- Church: Catholic Church
- See: Titular See of Forma
- Appointed: February 2, 1959
- In office: March 19, 1959 - January 12, 1976

Orders
- Ordination: May 26, 1923 by Daniel Francis Feehan
- Consecration: March 19, 1959 by James Louis Connolly

Personal details
- Born: June 9, 1897 New Bedford, Massachusetts, US
- Died: June 3, 1991 (aged 93) Fall River, Massachusetts, US
- Education: St. Laurent College St. Bernard's Seminary

= James Joseph Gerrard =

American Catholic bishop (1897–1991)

James Joseph Gerrard (June 9, 1897 – June 3, 1991) was a bishop of the Catholic Church in the United States. He served as an auxiliary bishop of the Diocese of Fall River in Massachusetts from 1959 to 1976.

==Biography==

=== Early life ===
James Gerrard was born on June 9, 1897, in New Bedford, Massachusetts. He was educated at Holy Family High School in New Bedford and St. Laurent College in Montreal. He studied for the priesthood at St. Bernard's Seminary in Rochester, New York.

=== Priesthood ===
Gerrard was ordained a priest on May 26, 1923, for the Diocese of Fall River by Bishop Daniel Francis Feehan.

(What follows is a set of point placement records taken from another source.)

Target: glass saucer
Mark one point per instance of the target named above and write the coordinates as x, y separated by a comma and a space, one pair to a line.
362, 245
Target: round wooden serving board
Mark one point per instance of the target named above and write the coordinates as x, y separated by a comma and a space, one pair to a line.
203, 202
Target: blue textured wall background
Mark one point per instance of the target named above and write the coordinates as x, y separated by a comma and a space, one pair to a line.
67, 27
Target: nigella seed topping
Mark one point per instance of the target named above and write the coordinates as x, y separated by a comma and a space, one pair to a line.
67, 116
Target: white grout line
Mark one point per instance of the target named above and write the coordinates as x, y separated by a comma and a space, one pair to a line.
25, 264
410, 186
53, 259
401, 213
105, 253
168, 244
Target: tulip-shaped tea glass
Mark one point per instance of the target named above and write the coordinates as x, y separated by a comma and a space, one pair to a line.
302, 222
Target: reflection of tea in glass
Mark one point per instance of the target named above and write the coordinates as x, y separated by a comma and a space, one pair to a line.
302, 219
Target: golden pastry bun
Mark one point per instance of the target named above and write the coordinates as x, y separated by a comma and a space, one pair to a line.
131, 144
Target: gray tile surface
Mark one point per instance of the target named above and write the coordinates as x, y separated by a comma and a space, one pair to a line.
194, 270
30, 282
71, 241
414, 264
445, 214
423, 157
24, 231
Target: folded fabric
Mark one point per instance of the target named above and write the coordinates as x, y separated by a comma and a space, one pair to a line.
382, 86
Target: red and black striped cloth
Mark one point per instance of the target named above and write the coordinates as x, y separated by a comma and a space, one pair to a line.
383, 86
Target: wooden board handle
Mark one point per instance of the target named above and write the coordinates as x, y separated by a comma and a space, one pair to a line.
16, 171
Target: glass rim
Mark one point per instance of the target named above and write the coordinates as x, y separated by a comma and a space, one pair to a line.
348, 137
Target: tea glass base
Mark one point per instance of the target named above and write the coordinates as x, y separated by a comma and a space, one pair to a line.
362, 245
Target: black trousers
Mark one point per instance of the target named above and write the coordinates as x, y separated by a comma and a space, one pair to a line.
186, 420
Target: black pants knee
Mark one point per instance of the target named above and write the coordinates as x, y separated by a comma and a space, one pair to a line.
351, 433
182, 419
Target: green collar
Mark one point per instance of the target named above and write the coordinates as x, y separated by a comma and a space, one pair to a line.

=== Auxiliary Bishop of Fall River ===
On February 2, 1959 Pope John XXIII appointed Gerrard as the titular bishop of Forma and auxiliary bishop of Fall River. He was consecrated at the Cathedral of Saint Mary of the Assumption in Fall River, Massachusetts, by Bishop James Connolly on March 19, 1959 The principal co-consecrators were Bishop Russell McVinney and Auxiliary Bishop Jeremiah Minihan. Gerrard attended the second session of the Second Vatican Council in 1963 in Rome.

Gerrard served as auxiliary bishop of Fall River until his resignation was accepted by Pope Paul VI on January 12, 1976. He died at the Catholic Memorial Home in Fall River, Massachusetts on June 3, 1991, at the age of 93.